Performance Network has done another solidly professional job in this production. Anything directed by Malcolm Tulip will assuredly be in solid hands. The cast produces believable Irish accents, at least to this Midwestern ear. Aaron Alpern as Sharky was the strongest of the cast and his one-on-one scenes with Richard McWilliams as Mr. Lockhart were tense and well constructed. Hugh Maguire was also strong, but on a couple of occasions, he stumbled over lines which interrupted the tight flow of the dialogue.
However, one complaint about the play is the same one that gets made every time some playwright or screenwriter wants to include a dramatic poker scene in a play or movie. There is always the time when the villain bets more than the hero has, and another character say “I guess if you can’t call, then you’ll have to fold”. The hero then puts something else of value in the pot like a ring, a watch, or a soul. This is NOT how poker is played. If someone has bet everything they have on the table, then a side pot is created for those that continue betting beyond that. The player who is “all-in” is not shut out of the hand and may not bring extra money on the table during a hand.

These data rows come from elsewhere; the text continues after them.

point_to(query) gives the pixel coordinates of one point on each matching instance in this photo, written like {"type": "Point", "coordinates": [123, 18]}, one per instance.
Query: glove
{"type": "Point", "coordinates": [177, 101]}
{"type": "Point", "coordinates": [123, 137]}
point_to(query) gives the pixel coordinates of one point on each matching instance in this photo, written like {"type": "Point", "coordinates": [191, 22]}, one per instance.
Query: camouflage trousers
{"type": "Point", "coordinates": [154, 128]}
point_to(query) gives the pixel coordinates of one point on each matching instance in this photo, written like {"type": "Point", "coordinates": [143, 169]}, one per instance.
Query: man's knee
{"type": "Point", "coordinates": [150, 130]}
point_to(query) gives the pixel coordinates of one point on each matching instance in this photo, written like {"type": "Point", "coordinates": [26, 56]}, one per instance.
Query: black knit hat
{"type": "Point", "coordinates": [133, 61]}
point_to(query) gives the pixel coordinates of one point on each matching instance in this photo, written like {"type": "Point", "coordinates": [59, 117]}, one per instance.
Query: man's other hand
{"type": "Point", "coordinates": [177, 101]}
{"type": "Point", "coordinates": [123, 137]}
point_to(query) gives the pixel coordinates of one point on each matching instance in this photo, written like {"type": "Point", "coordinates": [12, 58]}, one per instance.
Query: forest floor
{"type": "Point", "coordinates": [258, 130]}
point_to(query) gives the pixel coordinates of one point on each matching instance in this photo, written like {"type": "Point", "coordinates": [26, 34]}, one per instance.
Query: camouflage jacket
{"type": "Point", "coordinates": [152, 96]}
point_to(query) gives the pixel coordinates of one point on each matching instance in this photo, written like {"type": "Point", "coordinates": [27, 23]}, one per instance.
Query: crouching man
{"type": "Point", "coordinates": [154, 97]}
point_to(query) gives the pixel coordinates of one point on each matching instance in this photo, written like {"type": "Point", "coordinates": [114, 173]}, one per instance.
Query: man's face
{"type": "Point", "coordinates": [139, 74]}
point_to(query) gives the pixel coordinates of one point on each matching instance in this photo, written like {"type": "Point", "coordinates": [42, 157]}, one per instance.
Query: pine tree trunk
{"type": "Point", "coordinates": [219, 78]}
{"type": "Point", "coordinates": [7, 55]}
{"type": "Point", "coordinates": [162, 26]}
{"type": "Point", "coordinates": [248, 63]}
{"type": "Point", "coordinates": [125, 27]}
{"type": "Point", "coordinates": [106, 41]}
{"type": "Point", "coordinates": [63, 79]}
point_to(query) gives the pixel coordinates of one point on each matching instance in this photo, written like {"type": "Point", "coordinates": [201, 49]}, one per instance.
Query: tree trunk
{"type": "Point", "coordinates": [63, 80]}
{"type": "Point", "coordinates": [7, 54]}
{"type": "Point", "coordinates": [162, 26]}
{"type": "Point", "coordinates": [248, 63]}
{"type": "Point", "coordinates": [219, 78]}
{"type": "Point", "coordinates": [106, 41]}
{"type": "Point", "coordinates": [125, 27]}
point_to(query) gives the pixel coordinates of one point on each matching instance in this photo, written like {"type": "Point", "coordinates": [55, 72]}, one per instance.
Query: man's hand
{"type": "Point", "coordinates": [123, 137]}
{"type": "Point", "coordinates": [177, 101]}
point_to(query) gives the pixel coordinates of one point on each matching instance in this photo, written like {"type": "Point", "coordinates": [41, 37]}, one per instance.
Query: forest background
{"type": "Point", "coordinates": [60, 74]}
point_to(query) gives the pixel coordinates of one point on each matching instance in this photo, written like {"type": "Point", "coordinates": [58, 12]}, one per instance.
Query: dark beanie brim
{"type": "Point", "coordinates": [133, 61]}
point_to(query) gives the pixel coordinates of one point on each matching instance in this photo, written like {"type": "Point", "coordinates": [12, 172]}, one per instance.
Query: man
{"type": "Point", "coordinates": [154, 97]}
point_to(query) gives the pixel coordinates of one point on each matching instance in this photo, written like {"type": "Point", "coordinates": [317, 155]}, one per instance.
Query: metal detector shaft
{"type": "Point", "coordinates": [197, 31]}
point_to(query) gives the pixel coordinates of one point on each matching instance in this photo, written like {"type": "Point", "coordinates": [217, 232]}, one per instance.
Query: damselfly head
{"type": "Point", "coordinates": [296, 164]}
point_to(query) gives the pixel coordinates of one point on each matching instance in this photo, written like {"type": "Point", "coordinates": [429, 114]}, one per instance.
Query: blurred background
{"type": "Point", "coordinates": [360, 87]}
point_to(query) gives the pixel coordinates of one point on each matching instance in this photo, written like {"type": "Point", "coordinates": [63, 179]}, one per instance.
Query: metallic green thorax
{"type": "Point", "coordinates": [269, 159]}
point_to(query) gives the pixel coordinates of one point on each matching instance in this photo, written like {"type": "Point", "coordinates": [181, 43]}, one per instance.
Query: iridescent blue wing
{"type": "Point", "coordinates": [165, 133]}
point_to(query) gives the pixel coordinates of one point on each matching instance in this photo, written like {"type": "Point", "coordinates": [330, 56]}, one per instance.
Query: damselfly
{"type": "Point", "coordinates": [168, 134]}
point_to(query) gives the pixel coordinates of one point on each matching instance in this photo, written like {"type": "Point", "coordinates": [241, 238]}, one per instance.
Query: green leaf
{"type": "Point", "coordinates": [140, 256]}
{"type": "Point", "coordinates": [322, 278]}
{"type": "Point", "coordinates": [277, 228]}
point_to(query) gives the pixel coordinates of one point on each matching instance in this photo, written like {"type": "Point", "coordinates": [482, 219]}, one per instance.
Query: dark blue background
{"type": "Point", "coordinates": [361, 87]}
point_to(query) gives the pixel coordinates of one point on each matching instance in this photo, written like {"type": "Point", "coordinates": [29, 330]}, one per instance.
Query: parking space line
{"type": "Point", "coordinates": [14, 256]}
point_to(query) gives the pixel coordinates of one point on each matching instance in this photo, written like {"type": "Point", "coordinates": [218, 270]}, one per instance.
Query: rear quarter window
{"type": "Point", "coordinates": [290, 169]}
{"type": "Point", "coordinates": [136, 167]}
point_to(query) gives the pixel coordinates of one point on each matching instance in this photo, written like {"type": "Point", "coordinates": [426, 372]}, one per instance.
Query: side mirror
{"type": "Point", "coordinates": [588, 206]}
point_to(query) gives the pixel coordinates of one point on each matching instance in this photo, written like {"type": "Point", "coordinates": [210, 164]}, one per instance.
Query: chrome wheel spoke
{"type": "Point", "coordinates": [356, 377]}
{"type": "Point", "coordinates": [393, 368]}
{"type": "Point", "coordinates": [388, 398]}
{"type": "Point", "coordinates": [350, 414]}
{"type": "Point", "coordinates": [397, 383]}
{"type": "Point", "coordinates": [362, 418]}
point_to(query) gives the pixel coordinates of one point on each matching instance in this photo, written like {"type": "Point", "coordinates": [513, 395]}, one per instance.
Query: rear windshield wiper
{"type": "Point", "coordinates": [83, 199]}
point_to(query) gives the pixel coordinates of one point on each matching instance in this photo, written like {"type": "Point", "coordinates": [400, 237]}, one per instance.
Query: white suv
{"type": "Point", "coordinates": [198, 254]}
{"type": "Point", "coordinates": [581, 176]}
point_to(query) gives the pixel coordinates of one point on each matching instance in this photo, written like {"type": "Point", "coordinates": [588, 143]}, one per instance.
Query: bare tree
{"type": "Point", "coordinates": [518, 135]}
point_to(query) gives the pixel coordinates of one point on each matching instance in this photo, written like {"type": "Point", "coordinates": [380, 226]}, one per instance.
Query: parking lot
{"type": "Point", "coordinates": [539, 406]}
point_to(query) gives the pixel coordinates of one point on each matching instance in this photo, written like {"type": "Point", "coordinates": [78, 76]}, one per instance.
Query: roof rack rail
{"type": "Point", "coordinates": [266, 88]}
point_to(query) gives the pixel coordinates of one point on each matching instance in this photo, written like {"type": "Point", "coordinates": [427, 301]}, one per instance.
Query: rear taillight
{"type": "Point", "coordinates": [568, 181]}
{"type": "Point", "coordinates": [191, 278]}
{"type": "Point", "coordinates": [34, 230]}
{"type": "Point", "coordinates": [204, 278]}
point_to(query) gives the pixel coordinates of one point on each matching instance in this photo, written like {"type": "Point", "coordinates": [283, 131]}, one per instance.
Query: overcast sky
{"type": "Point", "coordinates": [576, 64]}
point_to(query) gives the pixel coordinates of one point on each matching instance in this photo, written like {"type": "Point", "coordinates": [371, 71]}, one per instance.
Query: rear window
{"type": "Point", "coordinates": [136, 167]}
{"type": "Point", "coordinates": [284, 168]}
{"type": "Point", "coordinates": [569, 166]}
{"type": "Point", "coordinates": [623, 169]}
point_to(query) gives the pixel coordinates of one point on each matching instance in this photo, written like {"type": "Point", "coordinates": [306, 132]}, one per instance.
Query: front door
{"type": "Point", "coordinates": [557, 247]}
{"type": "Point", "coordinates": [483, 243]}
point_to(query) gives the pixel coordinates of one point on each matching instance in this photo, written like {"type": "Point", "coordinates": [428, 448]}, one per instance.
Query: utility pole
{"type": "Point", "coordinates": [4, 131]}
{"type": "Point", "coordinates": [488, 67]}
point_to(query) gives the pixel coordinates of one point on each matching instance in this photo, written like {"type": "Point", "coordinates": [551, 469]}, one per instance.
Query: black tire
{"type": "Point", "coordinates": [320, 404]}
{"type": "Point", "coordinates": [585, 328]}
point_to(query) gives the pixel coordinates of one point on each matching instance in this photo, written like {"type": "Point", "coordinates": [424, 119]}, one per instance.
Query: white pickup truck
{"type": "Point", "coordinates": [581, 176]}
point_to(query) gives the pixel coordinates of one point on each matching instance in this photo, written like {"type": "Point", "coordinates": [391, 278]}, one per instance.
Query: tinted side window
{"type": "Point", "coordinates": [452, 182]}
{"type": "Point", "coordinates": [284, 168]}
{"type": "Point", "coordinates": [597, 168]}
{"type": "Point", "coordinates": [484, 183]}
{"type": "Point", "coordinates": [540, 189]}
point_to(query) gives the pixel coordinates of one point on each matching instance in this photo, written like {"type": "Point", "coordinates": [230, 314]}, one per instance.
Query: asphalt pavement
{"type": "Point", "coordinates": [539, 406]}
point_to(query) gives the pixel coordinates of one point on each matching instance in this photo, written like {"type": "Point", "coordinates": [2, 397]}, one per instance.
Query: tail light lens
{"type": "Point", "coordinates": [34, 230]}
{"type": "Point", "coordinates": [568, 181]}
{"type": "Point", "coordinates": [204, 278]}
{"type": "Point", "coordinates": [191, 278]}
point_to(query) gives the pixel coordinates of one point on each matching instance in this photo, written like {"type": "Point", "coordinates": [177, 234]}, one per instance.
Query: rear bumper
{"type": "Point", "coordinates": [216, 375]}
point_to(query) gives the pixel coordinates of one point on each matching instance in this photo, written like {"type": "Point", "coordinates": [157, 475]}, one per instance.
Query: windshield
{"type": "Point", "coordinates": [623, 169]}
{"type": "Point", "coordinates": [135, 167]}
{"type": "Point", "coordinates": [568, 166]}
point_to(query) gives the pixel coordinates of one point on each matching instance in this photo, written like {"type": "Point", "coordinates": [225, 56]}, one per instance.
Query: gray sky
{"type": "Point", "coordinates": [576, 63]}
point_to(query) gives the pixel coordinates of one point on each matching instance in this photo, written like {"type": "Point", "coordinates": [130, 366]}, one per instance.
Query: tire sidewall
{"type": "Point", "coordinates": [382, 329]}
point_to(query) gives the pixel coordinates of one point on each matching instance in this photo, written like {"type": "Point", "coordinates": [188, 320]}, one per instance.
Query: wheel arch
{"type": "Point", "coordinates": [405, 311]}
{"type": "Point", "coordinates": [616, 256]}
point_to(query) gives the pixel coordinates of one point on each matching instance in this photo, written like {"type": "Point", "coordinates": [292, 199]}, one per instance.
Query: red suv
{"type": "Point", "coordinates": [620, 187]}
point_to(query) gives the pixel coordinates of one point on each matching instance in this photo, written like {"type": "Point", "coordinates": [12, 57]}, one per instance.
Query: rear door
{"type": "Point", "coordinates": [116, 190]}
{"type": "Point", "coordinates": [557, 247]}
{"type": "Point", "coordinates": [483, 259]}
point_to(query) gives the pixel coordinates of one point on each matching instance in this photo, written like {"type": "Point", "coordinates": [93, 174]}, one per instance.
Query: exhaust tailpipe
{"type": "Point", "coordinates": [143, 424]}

Additionally, the climatic poker scene always has some phenomenally improbable combination of huge hands facing off against each other (In fact, in an earlier hand, one player announced a full house of “kings over fives” to be beaten by a full house of “kings over sevens”. I wouldn’t want to play in that game as there are at least six kings in that deck.). Four of a kind beating four of a kind beating yet a different four of a kind just does not happen. In true poker, many hands are won with more moderate holdings of two pair or three of a kind.
That complaint aside, Performance Network keeps putting on great shows. “The Seafarer” runs through July 18. They have announced a partial lineup for the 2010-2011 season, including “The Drowsy Chaperone” and August Wilson’s “The Piano Lesson”. Go see a show or become a subscriber at Performance Network’s website.
One thought on “THEATER REVIEW: Performance Network’s “The Seafarer” by Conor McPherson”
Sounds like a good play. You’re only mostly correct about the “all in” method of playing poker. The method you described is the more modern method, but it was not unheard of to play the way you are describing in the 19th century (both methods were in style then based on various house rules). The one used in plays is obviously more dramatic, and so has stuck around just for that.